One of the participating organizations is the non-profit online library Internet Archive, which has been conducting web crawls as part of its End of Term Web Archive to preserve U.S. government websites at the end of presidential administrations. The White House asked the organization to help make the administration's social media data publically accessible, according to Jefferson Bailey, director of web archiving for Internet Archive.
Bailey said White House’s digital strategy team was also interested in an event that would encourage the creative reuse and scholarly analyses of the data. In response, the Internet Archive held the White House Social Media and Gov Data Hackathon on Jan. 7.
The White House provided the URLs of the Whitehouse.gov Drupal site as well as Twitter, Vine and Facebook datasets from 2009 to the present. (Data from YouTube had not been delivered in time for the event.) The 20-odd hackathon participants also had access to web archive data from current White House websites and press briefings, the End of Term Web Archives from the 2008, 2012 and 2016 projects, 2016 election social media data and text transcripts of President-elect Donald Trump’s candidate speeches.
According to Bailey, participants worked mostly with Twitter and Whitehouse.gov data, extracting text from the homepage, using press briefings or video content and doing data mining projects. They analyzed how often different White House social media accounts were active, and found the most mentioned names and places in press briefings from the past eight years.
Yet time was limited. “It’s kind of hard to work with the datasets because we didn’t have a lot of time to prep it to save people from having to do some of that work,” Bailey said. Though no tools were built, some participants planned to create exploratory layers on top of the data after they had mined it and cleaned it up.

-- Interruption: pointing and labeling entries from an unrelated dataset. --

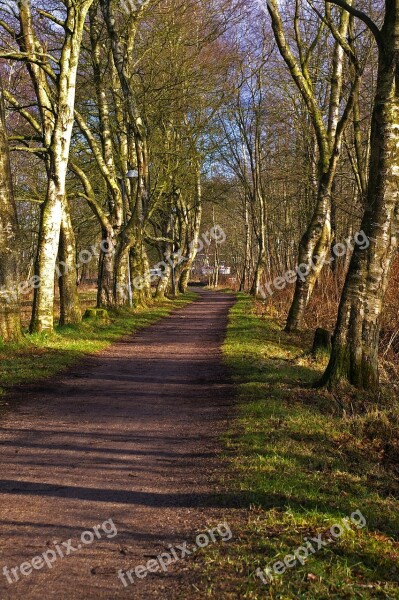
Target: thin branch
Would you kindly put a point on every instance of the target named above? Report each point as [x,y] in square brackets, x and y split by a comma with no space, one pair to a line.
[363,17]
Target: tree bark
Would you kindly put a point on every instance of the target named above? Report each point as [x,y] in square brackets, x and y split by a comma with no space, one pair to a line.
[70,312]
[354,356]
[193,245]
[10,321]
[51,216]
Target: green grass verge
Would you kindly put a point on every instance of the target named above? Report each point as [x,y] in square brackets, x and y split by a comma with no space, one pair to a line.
[300,466]
[42,355]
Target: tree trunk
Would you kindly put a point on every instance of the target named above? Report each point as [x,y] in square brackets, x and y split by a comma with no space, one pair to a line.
[51,216]
[193,246]
[10,322]
[106,271]
[313,250]
[70,312]
[354,356]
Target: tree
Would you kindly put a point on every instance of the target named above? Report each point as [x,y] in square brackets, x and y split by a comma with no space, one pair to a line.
[10,322]
[316,241]
[354,357]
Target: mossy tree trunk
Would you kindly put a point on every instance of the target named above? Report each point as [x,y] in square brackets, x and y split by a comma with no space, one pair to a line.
[317,238]
[70,312]
[52,209]
[187,265]
[354,356]
[10,322]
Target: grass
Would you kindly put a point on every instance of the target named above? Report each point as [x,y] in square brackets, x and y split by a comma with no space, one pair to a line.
[40,356]
[299,467]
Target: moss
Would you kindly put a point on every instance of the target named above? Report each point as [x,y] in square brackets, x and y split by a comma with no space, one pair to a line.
[97,314]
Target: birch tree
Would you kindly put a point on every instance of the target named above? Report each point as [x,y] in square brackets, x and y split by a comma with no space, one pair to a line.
[10,323]
[329,129]
[354,357]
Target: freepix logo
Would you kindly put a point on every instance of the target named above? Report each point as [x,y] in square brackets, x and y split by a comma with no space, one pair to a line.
[132,6]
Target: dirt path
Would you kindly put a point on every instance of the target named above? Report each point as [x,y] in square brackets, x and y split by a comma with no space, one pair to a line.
[129,436]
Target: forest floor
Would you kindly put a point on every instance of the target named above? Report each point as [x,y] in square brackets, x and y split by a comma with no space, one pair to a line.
[317,473]
[127,441]
[194,458]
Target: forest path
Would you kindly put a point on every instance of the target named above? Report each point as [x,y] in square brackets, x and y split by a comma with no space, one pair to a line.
[130,435]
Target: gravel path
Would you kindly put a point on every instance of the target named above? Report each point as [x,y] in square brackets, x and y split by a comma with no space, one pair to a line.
[126,441]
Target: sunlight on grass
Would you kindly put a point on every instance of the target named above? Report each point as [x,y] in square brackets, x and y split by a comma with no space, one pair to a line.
[43,355]
[299,468]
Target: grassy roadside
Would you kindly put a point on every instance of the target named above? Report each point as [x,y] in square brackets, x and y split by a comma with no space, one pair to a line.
[300,466]
[41,355]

The Internet Archive has made all this data public and downloadable at Archive.org, and it plans to hold more hackathons as additional federal social media data becomes available. Considering most data files were JSON or CSV, receiving and storing the data was not challenging, as Internet Archive collects tens of terabytes a day. Bailey said the Facebook dataset was the largest at about 5 gigabytes, but he anticipates the files from YouTube to be much larger.

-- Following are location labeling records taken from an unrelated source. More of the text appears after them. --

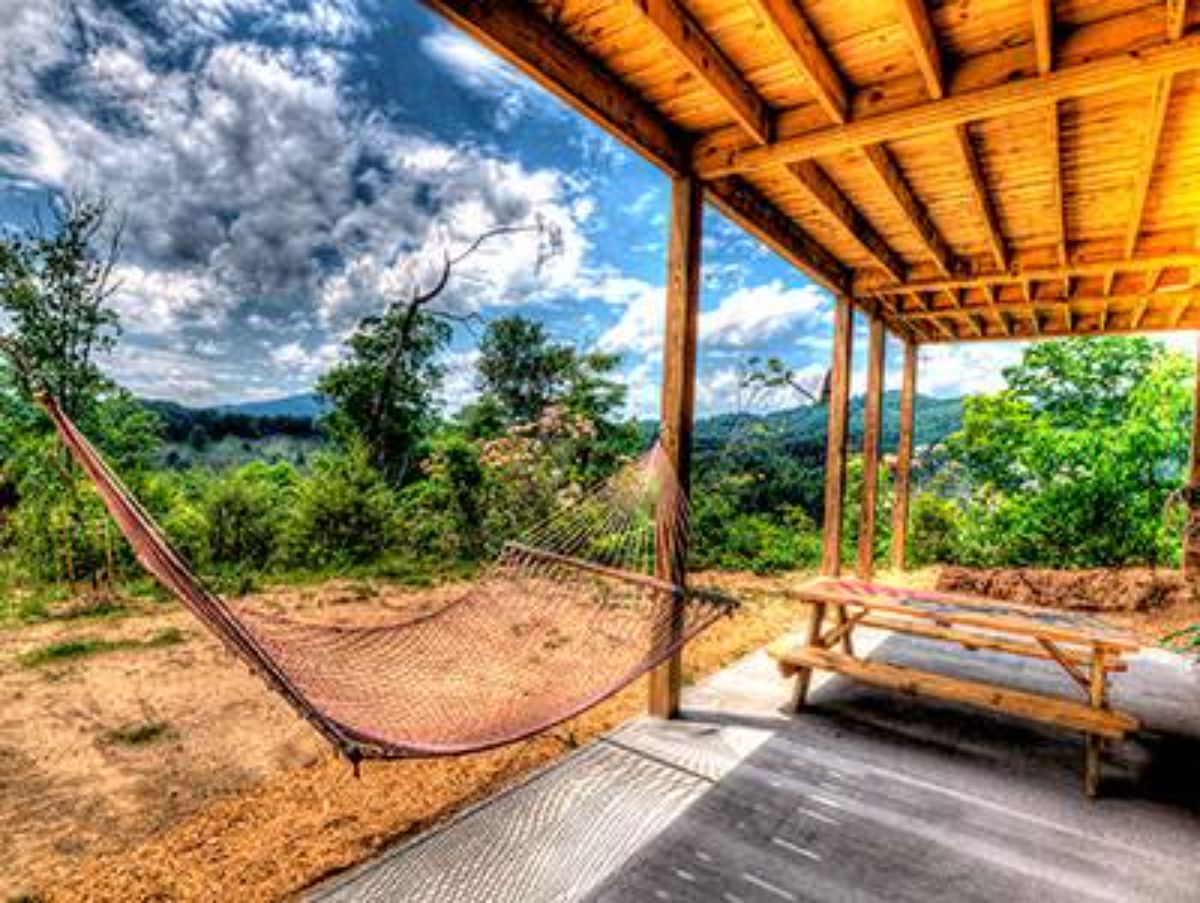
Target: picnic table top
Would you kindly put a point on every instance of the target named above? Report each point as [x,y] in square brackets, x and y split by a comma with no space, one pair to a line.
[1072,627]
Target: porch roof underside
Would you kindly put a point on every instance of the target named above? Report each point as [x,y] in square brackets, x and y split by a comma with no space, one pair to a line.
[967,171]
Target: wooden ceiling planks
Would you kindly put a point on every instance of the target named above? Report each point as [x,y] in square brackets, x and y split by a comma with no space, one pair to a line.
[989,157]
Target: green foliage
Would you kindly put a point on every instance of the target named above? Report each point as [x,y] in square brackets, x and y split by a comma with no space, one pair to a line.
[142,734]
[384,393]
[935,530]
[341,513]
[54,288]
[83,647]
[1048,478]
[243,514]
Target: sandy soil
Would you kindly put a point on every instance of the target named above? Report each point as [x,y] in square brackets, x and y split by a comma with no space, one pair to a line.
[234,797]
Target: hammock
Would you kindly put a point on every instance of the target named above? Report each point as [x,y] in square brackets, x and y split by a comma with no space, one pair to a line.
[558,623]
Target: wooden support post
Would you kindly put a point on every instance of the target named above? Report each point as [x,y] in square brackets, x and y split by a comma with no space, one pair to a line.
[904,460]
[1192,491]
[835,460]
[1098,698]
[873,429]
[678,410]
[835,441]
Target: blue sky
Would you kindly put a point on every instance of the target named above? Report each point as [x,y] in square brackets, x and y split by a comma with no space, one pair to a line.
[287,166]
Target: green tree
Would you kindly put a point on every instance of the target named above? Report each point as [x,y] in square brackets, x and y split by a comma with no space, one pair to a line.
[393,423]
[55,287]
[520,369]
[1049,478]
[385,392]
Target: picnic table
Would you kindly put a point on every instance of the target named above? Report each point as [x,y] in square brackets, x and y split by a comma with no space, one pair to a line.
[1089,650]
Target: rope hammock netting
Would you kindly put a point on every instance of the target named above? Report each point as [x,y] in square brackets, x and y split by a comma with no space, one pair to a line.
[561,621]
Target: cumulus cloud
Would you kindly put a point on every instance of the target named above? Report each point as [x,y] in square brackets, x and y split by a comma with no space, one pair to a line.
[263,197]
[484,73]
[744,320]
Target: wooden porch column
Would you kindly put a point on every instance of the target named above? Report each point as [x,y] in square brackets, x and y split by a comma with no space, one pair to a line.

The organization will continue to archive federal agency social media content and compile the high-volume End of Term Archives. It has already launched its Trump Archive of speeches, interviews and debates, but will have to wait and see what White House social media data the next administration makes available, Bailey said.
In a recent blog post, the White House explained how the next administration can continue to use the social digital channels it has created. The National Archives and Records Administration will maintain the Obama Administration archived content posted to these social media accounts on the platforms they were created on, but with slightly altered account handles.
Amanda Ziadeh is a former reporter/producer for GCN.